Potassium (atomic number 19): 1s² 2s² 2p⁶ 3s² 3p⁶ 4s¹ or [Ar] 4s¹

Oxygen (atomic number 8): 1s² 2s² 2p⁴ or [He] 2s² 2p⁴

From the above electronic configuration, potassium has one electron in its valence shell, and oxygen has six electrons in its valence shell.

• Two potassium atoms easily lose one electron from each by absorbing energy to form two cations, 2K⁺. After losing one valence electron, each potassium ion (K⁺) gets a stable noble gas configuration of 1s² 2s² 2p⁶ 3s² 3p⁶ or argon.
• An oxygen atom picks up these two electrons released from two potassium atoms to form an anion, O²⁻. After gaining two valence electrons, the oxygen ion (O²⁻) also gets a stable noble gas configuration of 1s² 2s² 2p⁶ or neon.
• Two potassium ions (2K⁺) and one oxide ion (O⁻²) combine together by the electrostatic force of attraction to form a stable ionic crystal of potassium oxide (K₂O).

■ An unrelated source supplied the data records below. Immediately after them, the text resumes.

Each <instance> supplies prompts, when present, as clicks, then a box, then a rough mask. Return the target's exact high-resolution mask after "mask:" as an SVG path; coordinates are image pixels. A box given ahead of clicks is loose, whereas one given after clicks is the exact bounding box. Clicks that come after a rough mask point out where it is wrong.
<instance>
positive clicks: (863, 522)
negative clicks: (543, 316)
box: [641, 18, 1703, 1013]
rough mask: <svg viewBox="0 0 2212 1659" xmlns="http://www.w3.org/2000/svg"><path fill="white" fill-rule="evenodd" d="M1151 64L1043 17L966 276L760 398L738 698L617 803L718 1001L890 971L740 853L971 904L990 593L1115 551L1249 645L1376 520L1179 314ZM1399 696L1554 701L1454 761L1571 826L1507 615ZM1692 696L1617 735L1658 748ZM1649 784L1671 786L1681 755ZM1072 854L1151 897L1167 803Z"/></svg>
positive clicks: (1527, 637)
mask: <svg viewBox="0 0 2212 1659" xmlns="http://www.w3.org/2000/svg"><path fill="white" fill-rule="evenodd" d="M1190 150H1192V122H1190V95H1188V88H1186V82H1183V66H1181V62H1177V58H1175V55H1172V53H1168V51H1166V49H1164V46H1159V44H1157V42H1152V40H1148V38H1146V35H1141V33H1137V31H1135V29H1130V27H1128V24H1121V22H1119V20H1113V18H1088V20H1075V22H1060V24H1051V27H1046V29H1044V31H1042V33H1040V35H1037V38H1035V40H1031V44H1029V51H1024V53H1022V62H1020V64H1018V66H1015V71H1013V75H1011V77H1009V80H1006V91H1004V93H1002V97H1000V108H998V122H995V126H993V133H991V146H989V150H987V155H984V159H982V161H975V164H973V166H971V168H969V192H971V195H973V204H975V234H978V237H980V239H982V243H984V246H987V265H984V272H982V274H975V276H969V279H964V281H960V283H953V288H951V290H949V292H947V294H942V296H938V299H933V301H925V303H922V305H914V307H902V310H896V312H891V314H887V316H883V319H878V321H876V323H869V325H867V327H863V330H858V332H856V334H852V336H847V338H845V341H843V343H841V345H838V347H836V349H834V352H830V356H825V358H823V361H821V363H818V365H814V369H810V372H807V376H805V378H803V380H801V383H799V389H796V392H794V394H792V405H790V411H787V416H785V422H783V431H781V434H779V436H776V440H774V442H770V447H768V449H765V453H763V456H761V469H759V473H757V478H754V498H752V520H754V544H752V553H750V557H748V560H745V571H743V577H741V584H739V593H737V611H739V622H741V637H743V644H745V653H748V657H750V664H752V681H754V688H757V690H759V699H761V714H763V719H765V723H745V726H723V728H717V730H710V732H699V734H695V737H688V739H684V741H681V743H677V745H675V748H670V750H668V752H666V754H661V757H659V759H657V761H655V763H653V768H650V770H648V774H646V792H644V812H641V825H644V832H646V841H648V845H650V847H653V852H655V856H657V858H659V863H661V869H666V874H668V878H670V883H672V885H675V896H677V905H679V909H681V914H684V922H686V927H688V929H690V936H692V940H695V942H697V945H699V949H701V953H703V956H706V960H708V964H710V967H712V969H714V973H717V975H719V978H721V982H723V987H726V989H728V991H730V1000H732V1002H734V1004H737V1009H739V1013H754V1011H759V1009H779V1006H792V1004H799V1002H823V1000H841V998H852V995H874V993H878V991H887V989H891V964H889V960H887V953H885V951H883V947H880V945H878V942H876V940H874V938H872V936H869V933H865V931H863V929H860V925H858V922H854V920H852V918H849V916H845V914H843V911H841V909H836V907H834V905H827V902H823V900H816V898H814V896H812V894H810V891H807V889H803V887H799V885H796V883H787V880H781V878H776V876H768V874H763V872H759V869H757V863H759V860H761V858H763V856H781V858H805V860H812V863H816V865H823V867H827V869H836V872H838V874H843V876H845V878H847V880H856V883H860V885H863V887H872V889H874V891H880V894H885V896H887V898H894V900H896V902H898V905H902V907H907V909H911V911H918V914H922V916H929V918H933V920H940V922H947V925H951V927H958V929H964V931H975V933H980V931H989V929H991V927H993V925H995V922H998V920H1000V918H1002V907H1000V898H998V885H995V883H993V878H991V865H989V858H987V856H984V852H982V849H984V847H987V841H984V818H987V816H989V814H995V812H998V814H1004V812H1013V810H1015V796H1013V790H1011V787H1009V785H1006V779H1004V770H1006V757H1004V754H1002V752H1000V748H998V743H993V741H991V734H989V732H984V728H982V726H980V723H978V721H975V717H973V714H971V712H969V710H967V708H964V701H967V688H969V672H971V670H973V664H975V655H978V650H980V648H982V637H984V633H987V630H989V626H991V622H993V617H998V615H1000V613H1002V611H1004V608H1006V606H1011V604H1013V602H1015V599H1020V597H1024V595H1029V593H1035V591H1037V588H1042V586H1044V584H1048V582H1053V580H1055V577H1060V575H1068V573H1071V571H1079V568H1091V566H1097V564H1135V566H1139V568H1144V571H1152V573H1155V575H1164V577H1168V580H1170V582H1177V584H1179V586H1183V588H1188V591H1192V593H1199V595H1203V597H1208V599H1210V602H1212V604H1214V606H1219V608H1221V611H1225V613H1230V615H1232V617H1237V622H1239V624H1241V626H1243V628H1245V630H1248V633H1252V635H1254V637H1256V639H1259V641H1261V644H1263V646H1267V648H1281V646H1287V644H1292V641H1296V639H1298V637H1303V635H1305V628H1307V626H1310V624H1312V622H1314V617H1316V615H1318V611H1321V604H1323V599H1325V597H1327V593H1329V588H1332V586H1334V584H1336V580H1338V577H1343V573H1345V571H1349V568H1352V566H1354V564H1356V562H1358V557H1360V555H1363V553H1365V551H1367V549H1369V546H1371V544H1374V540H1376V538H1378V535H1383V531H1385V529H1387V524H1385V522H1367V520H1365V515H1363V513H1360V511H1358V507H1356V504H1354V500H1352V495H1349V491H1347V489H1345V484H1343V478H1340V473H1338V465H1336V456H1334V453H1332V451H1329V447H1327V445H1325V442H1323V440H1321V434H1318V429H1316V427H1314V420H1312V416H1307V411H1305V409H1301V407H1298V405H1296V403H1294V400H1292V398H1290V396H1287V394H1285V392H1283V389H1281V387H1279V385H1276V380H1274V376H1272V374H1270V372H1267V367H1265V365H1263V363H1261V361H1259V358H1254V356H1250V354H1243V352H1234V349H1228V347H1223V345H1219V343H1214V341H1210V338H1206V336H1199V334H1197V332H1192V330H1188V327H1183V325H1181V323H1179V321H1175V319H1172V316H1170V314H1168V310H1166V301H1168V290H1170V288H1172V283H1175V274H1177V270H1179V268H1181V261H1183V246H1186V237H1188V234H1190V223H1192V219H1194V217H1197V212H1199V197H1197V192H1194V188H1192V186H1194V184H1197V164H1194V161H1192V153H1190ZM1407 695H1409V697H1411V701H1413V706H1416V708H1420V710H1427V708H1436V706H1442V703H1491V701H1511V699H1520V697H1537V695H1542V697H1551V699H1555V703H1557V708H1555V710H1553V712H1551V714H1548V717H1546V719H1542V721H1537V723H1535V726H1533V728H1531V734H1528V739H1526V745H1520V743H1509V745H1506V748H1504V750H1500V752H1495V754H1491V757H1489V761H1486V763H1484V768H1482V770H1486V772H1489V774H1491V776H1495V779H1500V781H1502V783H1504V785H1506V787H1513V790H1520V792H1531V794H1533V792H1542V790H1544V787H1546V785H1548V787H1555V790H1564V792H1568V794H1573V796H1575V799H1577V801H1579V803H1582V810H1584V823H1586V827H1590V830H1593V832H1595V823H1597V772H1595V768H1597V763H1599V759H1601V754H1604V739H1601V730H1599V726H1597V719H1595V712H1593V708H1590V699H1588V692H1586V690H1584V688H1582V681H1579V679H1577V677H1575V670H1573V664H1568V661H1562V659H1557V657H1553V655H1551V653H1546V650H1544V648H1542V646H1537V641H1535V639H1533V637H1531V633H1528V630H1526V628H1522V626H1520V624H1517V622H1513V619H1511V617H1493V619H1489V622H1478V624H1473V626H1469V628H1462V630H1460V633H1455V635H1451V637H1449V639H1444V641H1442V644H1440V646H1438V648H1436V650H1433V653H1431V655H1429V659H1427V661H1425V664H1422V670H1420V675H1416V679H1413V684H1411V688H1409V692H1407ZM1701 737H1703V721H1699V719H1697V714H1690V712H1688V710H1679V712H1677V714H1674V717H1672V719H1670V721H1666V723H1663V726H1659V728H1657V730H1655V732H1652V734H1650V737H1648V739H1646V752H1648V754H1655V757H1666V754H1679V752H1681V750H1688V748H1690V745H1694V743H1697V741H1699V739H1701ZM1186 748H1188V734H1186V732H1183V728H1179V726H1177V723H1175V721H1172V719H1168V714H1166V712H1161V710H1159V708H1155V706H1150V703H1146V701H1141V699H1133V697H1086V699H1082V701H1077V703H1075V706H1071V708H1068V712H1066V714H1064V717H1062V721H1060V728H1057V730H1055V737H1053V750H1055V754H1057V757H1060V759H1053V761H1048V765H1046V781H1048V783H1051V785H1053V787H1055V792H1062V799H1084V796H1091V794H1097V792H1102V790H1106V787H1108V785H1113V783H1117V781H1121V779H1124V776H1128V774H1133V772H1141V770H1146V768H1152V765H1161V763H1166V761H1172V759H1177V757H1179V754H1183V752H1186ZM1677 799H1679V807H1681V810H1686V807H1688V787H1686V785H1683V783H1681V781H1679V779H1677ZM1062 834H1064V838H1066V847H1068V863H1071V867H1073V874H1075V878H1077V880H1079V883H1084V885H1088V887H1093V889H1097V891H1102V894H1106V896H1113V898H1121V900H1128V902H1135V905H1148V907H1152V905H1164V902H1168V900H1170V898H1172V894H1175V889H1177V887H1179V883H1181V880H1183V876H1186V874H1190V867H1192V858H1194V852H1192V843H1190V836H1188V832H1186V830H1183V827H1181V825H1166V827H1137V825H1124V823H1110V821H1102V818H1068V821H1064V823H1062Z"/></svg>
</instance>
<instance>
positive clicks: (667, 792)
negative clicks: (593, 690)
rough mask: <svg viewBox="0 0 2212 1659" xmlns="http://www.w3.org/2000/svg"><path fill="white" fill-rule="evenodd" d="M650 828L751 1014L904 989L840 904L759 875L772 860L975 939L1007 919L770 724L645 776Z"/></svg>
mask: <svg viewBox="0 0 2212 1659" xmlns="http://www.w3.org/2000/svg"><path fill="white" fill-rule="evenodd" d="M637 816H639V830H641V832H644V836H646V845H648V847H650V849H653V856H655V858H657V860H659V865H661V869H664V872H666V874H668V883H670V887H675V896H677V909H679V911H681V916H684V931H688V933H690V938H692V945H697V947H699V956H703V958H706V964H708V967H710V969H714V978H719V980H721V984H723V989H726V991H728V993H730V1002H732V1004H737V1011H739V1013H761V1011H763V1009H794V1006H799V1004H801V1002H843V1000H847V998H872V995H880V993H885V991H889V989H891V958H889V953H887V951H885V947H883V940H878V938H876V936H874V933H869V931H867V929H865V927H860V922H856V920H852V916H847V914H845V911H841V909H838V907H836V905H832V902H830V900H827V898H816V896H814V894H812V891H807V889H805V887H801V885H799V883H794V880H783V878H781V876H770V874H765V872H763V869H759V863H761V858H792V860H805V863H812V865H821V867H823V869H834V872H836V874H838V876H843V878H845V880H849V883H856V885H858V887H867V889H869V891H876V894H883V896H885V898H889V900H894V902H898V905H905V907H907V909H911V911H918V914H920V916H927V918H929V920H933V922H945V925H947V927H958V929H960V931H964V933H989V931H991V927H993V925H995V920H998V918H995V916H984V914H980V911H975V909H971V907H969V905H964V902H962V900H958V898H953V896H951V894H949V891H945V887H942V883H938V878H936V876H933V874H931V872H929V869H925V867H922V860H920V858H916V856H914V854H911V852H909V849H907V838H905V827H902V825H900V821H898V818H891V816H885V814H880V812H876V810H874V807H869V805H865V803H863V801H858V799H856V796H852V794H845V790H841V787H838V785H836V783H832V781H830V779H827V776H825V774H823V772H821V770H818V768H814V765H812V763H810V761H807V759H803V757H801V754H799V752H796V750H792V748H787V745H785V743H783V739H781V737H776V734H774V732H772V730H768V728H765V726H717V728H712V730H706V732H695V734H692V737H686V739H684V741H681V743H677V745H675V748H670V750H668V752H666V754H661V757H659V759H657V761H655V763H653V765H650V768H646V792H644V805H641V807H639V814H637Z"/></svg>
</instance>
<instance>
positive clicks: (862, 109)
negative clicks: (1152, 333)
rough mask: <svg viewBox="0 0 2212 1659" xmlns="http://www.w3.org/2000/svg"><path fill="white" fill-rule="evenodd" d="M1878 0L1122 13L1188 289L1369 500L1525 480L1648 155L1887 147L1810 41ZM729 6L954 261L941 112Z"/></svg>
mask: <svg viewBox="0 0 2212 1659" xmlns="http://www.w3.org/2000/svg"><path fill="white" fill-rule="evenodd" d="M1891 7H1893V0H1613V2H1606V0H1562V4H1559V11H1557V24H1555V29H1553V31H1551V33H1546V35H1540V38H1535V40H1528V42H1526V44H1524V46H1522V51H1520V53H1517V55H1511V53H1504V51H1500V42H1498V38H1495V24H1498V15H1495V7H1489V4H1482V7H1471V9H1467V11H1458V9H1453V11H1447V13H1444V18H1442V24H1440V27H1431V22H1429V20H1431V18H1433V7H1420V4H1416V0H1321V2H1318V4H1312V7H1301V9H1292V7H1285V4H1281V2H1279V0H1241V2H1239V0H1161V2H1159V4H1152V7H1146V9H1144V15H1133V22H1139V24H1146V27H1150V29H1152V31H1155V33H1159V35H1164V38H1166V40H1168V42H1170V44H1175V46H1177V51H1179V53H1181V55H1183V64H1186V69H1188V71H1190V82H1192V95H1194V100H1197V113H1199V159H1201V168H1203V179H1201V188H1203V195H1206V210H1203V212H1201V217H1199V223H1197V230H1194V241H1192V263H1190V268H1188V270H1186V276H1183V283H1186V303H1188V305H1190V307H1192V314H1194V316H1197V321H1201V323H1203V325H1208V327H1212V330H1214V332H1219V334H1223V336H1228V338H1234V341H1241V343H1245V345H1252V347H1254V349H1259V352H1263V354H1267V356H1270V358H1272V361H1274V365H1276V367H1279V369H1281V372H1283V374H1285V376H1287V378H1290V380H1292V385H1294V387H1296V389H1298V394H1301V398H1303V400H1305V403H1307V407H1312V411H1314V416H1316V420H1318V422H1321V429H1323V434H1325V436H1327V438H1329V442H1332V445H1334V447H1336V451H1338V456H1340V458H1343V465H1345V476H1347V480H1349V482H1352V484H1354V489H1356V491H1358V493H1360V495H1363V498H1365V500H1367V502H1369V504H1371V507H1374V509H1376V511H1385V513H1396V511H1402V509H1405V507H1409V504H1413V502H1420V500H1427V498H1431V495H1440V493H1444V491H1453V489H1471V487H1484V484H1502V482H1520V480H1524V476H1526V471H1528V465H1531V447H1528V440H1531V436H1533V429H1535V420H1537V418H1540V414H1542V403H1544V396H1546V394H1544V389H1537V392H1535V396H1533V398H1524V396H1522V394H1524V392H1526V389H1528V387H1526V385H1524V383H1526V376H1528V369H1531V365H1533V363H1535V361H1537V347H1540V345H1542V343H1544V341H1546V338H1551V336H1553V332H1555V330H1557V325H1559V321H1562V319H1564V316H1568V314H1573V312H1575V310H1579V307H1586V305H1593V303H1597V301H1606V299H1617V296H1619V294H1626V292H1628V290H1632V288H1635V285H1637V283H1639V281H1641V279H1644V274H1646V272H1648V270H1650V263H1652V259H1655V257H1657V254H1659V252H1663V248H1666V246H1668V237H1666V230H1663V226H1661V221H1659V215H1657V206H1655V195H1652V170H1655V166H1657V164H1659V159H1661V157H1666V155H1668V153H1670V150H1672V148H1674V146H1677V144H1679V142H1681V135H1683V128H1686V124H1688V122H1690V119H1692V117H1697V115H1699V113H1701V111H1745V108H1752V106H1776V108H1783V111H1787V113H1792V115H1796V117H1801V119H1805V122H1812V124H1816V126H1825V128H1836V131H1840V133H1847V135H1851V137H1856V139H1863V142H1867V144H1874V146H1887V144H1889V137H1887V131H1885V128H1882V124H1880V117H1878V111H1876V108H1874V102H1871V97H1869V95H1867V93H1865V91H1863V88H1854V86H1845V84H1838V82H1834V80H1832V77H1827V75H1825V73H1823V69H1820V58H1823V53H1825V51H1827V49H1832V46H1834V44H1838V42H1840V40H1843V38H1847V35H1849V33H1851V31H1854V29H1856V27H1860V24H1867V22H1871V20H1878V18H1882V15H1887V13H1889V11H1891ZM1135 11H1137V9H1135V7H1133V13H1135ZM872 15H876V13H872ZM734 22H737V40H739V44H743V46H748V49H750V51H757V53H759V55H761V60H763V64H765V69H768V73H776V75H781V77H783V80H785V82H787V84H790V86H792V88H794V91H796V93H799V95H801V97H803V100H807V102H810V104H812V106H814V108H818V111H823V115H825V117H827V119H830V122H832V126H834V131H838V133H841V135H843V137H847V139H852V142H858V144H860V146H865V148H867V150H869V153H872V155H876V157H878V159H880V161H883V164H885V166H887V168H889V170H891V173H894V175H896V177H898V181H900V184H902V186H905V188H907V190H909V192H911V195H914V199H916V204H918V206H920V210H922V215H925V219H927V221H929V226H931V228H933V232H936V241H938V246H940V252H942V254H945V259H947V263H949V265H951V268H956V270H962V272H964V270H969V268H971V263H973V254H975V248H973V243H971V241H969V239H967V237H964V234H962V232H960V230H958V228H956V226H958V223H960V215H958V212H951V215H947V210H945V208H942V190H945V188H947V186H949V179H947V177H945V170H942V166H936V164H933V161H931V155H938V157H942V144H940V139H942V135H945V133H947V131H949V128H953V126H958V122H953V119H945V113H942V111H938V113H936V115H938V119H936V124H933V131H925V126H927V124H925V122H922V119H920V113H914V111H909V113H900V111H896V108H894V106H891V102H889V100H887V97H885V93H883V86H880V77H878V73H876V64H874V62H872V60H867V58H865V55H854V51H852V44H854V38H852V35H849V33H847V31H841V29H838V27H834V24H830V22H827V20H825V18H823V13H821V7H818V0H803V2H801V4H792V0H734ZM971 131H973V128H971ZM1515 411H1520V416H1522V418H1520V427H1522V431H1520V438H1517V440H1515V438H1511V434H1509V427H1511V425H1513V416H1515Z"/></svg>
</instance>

Characteristics of Ionic Compounds

• The cations and anions in ionic compounds are held together by strong electrostatic forces of attraction. A considerable amount of energy is required to break the ionic compound. Therefore, ionic compounds are hard and stable.
• Ionic compounds are polar and generally soluble in polar solvents (water, ammonia, etc). However, they are insoluble in non-polar solvents (carbon tetrachloride, benzene, etc). It loses its crystal lattice when dissolved in water or any other polar solvent.
• Such compounds are easily ionizable in solution or in the fused state.
• Ionic solids are poor conductors of electricity because the positive and negative ions present in the ionic compound are fixed in their positions. Therefore, such ions cannot move even if an external electric field is applied to them.
• In fused state, ionic compounds conduct electricity because the positive and negative ions in fused state become free to move under the applied electric field.
• The solutions of ionic compounds are good conductors of electricity because ionic compounds give free ions in solution.
• They possess high melting and boiling points due to the formation of a crystal lattice.
• The polar linkages present in ionic compounds are non-directional, and they commonly form a giant type molecule. Each ion is surrounded by the greatest possible number of oppositely charged ions. Therefore, no separate or discrete molecules are present in the crystal lattice of an ionic compound.